DCSIMG

After US Open win Kaymer ready to embrace pressure

Martin Kaymer holds the US Open trophy aloft after his massive victory on Sunday. Picture: AP

Martin Kaymer holds the US Open trophy aloft after his massive victory on Sunday. Picture: AP

  • by PHIL CASEy
 

Martin Kaymer’s friends may only have been joking when they labelled him a one-hit wonder, but the 29-year-old will take the perfect riposte back to Germany – the US Open trophy.

Kaymer’s first major title in the 2010 US PGA Championship came as a shock to the 25-year-old, who was equally unprepared to cope with becoming world number one six months later.

A fourth consecutive missed cut at the Masters contributed to his spell as number one lasting just eight weeks, but also prompted changes to his swing to cope with the demands of Augusta National, where a draw is more useful than Kaymer’s favoured fade.

What followed was hardly a dramatic slump, with a first World Golf Championship event won with a closing 63 in Shanghai later that year, but Kaymer did not win a full-field event in 2012 or 2013.

By the time of his heroics at Medinah in September 2012, Kaymer admitted he would not have picked himself for the Ryder Cup team, but having qualified he had little choice and played just once before his starring role in Sunday’s decisive singles.

Just five weeks before his stunning win at Pinehurst, Kaymer entered the Players Championship ranked 61st in the world, only to card a course record-equalling 63 in the first round on his way to a wire-to-wire victory.

“It shouldn’t sound cocky or arrogant, but I knew it would come,” Kaymer said. “I knew that I would play good golf again. There was enough belief there. I just didn’t think it would take me that much time to get back where I was, or actually not where I was, I think I play better golf now, I’m more of a complete player.

“It was just a matter of time so it’s not a huge surprise to me that I played good golf, it’s just a surprise that I won such big tournaments. That’s a surprise. But I’ll take it.”

Kaymer has packed a lot into his career already, shooting a round of 59 on the EPD Tour in Germany, holing the putt to ensure Europe retained the Ryder Cup at Medinah and becoming European number one in 2010.

He has now joined Tiger Woods, Rory McIlroy, Ernie Els and Seve Ballesteros as the only men to win two majors and reach world number one before the age of 30.

“It’s very tough to compare yourself to those legends,” Kaymer added. “When other people want to call me that it’s fine, but to win one major is already very nice in your career, but to win two, it means a lot more.

“Some friends called me a one-hit wonder with the majors, obviously in a funny way, and now I can go back and show them this trophy. My next tournament (the BMW International Open) will be in Cologne, where I live, so I will make sure to take that trophy with me.

“It’s quite a big proof to yourself that you cannot only win once, but you can win when it matters, you can win big tournaments. And I’m only 29 years old, so I hope I have another few years ahead of me.”

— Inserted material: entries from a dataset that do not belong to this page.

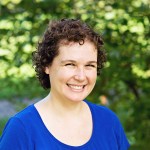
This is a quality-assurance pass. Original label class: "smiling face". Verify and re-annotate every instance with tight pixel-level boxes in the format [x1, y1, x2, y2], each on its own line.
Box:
[45, 41, 97, 101]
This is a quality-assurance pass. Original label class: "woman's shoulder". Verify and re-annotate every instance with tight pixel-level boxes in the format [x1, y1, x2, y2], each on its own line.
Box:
[8, 104, 36, 124]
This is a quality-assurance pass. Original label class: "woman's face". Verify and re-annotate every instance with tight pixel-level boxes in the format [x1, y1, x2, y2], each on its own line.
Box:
[45, 41, 97, 101]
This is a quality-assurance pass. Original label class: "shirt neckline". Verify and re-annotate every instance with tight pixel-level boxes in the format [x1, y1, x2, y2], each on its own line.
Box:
[32, 100, 95, 149]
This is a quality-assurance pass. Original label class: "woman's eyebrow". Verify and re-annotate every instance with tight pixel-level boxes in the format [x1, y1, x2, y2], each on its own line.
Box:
[61, 59, 76, 64]
[61, 59, 97, 64]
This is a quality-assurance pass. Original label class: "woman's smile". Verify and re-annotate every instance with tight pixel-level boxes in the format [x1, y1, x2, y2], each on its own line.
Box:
[45, 40, 97, 101]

With Phil Mickelson, Darren Clarke and Els all winning majors in their 40s recently that is certainly true, and Kaymer should be better equipped to handle the attention second time around.

“Four years ago I didn’t know what’s happening,” he added. “I was surprised. I was not expecting myself to win a major at 25. I was surprised about my performance. I was surprised about a lot of things.

“I couldn’t handle a lot of things that happened in Germany, all the attention that I could get. And then becoming number one in the world, that added another thing and it was too much. To be completely honest, it was very difficult to handle everything and to play good golf.

“The swing improvements was one thing. I knew that I would struggle a little bit for a while, that I won’t be in contention every week. But getting so much attention and then all of a sudden, you don’t win again. So why is that? So why do you change? You have to answer all of those questions, and you don’t want to answer those questions all the time.

“You answer them once or twice and then that should be enough. But people keep going and I keep answering and answering. Why do you change if you win a major, you become number one in the world? And it’s annoying. I don’t want to be rude to people, so that’s why I kept answering. But I want to say that’s enough. I think we talked about it many times before.”